For as long as humans have inhabited the earth (I assume), the moon has been a source of wonder and mystery. I imagine my ancestors staring up at the same moon, hundreds and even thousands of years ago in China.
This year, the Mid-Autumn Moon Festival falls on October 4, within the National holiday for the Chinese. It is a semi-sacred time for families to come together to share food, customs, and good company. Common customs during the festival include eating moon cakes, making and lighting lanterns, and telling legends and stories that tell of the moon and her beauty.
During our time in China this past year, my husband and I were introduced to this special celebration in a new way.

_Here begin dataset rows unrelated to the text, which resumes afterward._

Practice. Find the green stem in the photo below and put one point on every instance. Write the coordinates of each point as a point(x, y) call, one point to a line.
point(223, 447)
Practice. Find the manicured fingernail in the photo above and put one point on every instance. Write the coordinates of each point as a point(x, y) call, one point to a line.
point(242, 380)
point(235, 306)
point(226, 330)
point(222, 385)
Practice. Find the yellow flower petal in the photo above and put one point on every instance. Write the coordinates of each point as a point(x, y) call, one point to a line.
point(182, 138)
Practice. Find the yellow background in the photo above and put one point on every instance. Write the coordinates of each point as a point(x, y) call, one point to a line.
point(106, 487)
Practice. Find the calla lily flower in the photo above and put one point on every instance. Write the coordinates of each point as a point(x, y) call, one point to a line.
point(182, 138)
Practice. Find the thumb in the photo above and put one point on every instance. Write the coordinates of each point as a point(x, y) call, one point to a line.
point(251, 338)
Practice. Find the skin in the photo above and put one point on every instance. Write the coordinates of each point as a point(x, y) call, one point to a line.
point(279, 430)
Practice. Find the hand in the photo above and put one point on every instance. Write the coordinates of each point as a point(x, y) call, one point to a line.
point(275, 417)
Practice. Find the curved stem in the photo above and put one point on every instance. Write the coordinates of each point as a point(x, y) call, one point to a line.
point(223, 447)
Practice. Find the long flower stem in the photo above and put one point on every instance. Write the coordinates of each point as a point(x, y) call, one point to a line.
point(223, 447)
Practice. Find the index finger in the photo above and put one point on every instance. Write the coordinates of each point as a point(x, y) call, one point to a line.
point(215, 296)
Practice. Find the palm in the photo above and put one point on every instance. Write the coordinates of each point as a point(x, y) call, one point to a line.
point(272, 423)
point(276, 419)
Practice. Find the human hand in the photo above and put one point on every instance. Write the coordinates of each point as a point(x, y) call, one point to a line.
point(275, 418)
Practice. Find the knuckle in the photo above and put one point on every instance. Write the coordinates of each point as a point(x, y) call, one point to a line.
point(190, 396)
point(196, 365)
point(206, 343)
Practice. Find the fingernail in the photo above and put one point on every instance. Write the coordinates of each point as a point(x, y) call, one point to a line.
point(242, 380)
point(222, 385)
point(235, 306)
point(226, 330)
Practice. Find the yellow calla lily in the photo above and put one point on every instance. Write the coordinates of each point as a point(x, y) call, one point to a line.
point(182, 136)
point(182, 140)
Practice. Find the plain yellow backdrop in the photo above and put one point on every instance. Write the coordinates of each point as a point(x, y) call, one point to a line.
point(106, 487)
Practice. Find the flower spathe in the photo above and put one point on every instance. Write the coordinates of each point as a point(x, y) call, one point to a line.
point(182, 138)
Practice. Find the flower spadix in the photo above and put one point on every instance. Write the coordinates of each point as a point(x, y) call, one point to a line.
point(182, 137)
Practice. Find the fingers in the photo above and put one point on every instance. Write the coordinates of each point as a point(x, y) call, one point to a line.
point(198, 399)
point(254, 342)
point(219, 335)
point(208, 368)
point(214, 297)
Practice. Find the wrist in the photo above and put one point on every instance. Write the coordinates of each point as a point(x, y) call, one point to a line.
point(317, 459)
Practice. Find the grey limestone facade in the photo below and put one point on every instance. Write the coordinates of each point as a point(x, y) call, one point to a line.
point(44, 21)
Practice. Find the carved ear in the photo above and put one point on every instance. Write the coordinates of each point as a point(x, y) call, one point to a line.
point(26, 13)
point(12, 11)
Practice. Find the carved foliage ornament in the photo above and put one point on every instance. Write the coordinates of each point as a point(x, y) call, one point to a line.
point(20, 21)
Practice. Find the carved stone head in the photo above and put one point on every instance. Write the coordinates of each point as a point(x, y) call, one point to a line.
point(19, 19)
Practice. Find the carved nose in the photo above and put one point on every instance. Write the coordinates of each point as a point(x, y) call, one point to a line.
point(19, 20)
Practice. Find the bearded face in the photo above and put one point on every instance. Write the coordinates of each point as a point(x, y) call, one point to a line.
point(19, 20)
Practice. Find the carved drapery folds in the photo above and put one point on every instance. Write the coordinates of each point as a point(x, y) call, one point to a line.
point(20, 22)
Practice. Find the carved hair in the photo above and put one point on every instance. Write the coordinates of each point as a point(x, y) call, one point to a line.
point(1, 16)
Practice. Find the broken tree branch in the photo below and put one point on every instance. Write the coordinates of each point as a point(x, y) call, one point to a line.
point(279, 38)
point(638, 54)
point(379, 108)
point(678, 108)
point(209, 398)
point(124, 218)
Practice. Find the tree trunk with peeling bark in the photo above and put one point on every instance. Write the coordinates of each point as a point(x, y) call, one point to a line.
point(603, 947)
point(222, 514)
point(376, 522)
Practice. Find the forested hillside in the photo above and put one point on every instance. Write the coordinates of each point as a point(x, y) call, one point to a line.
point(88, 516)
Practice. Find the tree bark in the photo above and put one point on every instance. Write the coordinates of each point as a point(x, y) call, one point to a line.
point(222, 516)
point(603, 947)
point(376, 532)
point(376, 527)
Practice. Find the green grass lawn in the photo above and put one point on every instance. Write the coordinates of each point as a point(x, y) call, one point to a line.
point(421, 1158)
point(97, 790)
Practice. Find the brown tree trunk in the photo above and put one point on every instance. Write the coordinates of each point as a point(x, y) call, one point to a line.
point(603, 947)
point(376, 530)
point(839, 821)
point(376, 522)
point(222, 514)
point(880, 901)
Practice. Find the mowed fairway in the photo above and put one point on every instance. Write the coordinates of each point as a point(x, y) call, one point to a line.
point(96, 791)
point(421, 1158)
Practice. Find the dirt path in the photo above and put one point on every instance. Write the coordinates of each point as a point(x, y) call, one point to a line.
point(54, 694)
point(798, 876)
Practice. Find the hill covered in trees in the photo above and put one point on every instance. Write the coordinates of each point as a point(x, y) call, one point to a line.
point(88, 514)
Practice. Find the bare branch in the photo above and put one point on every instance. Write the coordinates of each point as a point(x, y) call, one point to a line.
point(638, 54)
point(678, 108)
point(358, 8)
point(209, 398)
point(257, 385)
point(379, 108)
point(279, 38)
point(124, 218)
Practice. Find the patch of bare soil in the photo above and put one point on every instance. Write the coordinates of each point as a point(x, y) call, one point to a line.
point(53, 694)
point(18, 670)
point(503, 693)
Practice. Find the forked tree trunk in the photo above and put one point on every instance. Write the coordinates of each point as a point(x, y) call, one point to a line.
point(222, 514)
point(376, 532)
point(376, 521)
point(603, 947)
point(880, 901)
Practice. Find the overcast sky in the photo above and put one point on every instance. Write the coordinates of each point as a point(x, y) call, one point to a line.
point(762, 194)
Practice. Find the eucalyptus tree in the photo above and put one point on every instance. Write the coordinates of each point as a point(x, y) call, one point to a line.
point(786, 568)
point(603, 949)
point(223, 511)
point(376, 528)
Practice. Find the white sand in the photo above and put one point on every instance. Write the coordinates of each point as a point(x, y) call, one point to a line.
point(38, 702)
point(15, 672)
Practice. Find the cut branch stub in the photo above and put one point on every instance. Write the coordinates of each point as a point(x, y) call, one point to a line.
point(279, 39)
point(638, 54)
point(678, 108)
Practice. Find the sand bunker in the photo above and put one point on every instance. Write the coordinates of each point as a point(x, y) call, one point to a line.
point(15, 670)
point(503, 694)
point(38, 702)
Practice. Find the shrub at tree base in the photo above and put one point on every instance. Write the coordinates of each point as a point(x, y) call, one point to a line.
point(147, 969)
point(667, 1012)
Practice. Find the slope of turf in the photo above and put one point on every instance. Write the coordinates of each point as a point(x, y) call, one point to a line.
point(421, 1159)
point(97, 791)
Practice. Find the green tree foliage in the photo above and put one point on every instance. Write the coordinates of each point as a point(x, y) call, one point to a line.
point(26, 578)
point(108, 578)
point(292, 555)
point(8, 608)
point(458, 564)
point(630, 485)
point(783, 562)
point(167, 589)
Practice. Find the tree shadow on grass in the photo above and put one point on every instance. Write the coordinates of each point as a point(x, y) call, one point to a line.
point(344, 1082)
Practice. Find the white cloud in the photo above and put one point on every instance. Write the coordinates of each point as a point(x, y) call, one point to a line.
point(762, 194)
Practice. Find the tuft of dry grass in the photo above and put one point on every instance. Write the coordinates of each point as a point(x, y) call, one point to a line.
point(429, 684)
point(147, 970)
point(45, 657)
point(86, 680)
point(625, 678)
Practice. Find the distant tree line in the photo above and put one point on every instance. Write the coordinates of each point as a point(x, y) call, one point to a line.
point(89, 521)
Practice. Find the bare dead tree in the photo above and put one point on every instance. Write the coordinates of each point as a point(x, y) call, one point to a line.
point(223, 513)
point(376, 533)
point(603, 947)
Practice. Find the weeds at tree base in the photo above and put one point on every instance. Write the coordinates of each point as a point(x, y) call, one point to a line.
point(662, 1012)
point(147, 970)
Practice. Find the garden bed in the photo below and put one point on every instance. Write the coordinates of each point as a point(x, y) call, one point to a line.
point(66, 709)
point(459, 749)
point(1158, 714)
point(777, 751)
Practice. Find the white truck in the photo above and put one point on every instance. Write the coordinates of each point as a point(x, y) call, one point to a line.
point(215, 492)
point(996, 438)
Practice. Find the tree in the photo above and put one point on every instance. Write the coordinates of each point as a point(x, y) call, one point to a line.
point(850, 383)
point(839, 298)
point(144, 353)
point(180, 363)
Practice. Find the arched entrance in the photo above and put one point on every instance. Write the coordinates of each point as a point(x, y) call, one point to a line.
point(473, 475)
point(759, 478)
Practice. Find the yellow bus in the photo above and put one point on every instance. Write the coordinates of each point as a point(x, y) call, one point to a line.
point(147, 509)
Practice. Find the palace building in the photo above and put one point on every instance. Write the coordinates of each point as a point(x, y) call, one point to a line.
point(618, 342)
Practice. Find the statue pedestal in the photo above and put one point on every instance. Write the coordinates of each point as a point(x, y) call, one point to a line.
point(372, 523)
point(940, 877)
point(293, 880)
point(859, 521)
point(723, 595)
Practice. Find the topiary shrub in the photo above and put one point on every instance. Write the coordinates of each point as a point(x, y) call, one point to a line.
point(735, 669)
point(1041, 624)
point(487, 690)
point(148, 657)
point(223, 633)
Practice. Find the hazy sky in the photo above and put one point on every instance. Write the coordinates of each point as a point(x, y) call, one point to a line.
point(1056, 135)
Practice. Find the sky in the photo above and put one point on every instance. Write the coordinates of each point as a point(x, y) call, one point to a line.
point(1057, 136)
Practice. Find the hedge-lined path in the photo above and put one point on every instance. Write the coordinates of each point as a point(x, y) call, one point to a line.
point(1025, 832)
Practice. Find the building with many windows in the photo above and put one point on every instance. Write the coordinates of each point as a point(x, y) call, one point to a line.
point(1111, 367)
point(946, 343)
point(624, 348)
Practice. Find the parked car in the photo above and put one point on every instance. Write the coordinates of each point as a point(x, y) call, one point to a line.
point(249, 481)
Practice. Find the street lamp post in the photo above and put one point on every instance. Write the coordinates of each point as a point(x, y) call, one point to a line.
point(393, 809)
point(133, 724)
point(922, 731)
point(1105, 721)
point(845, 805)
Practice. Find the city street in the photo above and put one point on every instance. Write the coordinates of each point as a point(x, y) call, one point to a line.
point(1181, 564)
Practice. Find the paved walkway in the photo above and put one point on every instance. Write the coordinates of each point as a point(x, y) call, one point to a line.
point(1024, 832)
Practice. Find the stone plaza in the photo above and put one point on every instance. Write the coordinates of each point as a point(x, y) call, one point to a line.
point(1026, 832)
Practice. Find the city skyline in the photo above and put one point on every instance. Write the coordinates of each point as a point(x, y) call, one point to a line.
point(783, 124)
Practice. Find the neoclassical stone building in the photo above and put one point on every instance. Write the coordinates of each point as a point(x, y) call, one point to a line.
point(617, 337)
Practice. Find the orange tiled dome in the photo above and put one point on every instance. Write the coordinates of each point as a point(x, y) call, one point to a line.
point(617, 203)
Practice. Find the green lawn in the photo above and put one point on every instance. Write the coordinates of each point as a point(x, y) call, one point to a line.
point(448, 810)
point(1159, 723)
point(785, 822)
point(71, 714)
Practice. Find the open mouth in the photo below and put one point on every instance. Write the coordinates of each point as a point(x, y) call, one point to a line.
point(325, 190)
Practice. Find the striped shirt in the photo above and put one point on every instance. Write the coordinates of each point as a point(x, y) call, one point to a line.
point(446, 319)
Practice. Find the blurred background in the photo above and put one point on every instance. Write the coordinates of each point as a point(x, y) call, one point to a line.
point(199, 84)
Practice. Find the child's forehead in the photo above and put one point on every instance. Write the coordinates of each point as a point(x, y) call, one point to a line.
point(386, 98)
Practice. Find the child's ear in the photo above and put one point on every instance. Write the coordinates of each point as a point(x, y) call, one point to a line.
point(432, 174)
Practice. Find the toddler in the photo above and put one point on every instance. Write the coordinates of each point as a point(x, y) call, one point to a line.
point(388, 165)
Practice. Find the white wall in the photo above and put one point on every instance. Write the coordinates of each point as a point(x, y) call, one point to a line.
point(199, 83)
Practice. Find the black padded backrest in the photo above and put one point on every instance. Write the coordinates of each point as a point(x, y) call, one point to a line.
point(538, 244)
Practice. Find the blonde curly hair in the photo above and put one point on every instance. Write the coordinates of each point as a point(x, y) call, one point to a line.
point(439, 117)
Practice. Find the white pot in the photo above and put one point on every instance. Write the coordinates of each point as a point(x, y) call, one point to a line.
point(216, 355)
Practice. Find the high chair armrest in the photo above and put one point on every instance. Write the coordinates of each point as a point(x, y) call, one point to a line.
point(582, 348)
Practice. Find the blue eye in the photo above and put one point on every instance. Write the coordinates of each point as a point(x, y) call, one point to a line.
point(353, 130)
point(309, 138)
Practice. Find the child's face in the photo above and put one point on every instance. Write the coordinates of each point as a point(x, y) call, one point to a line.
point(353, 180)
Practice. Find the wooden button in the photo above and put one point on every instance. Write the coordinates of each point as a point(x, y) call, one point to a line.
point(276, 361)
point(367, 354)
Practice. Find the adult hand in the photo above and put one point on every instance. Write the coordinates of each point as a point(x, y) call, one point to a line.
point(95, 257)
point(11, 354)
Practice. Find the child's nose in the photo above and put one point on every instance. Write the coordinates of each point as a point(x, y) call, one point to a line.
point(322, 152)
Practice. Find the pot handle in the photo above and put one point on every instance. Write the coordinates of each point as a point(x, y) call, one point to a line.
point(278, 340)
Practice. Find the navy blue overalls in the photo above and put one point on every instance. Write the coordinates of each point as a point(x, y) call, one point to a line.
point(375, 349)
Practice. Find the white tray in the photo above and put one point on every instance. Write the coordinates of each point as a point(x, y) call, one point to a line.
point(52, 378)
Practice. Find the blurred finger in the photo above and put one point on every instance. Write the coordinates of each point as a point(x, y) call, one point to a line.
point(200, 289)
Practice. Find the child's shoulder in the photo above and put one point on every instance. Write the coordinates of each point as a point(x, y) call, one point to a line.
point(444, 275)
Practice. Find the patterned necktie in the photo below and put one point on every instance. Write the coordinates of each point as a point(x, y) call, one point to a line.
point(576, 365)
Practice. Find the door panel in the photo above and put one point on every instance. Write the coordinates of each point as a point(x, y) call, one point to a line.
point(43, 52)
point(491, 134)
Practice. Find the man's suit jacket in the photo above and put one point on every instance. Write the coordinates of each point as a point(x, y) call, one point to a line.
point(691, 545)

Growing up, my adoptive parents incorporated Chinese culture and tradition into our lives in many ways. We attended a Chinese language and culture school on the weekends, read and watched educational books and movies, and spent time with other Chinese adoptive families who were doing the same things.
In Chinese school, we celebrated the Mid-Autumn Moon Festival in the usual ways by eating moon cakes and sharing the legends and stories. So as I’m sure you can understand, last year in China, I was eagerly anticipating the festivities in the streets, the bright lights, loud noises, ornate costumes, and everything else that I had imagined there would be.
On the night of the festival, my husband and I ventured out into the streets and all was quiet. There were less people about than usual, less noise, fewer lights, and I was sorely disappointed. This can’t be the Mid-Autumn Moon Festival in China!
What I didn’t realize at the time was that holidays in China are often spent somewhat quietly with family, inside homes, cherishing time together. Certainly, there are some celebrations in the streets (mostly in the city), shopping to be done in preparation, and busyness associated with holidays.
But the focus of the holiday is family.
As it turned out, we were invited by some friends for a cook out underneath the moon and we celebrated the Mid-Autumn Moon festival in this way.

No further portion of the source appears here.